As we approach Pentecost, we need to remember that we follow a God who opened his arms to us, while we were yet sinners. While we were still broken, while we were still thrashing, while we were still depressed and anxious and trying to convince ourselves we were enough – God was there.
That’s tremendous news. God loves us first. Before we get our acts together, before we fully understand how he wants us to live, before anything and everything else, God loves us first. That’s one of the deepest convictions we hold as people who follow Jesus in the company of the Wesleys. And it’s one of the most important messages our hurting world needs to receive. God loves us first. Before we are even aware, the Holy Spirit is moving toward us in love.

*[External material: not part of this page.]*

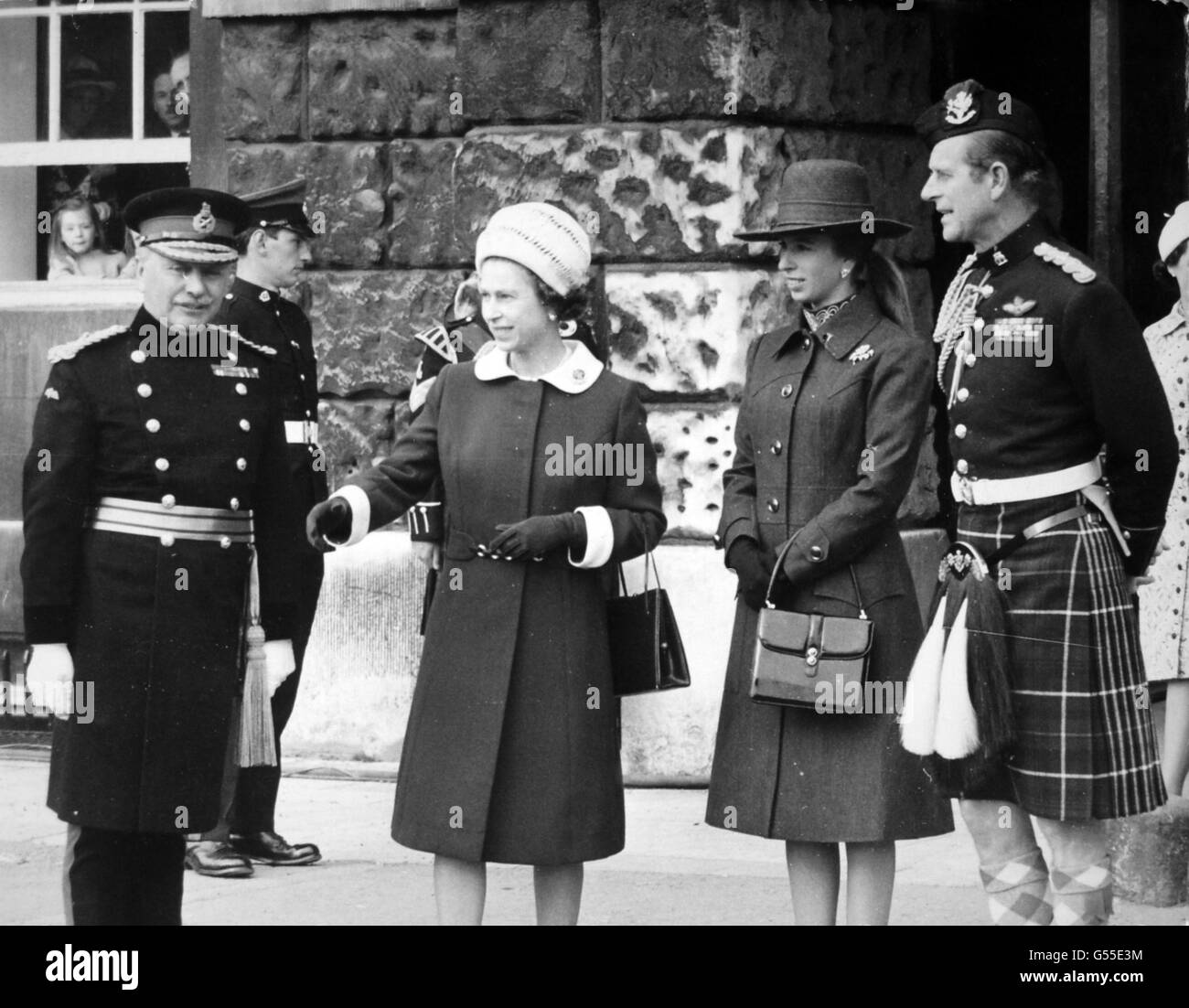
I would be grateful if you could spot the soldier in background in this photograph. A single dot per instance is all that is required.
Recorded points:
(273, 251)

Pentecost reminds us that Jesus placed seeking the Holy Spirit at the top of the list of things his followers need to do. Not just for our own sakes, but for the sake of the world. So that people can experience the power of God’s Holy Spirit, lovingly moving in their lives. So they can understand that yes, they are enough. God already loves them more than they could ever imagine. And also, no – they aren’t enough. Everything they need cannot be found within themselves. They aren’t enough to carry all their burdens alone, to shoulder all their anxiety and bitterness and anger by themselves. But there is One who is greater than they are, greater than all of us. The One who knows the weight of our burdens and the depth of our pain. The One whose Spirit was unleashed at Pentecost and continues to move with sweet gentleness, offering the healing and mercy and grace our world so badly needs.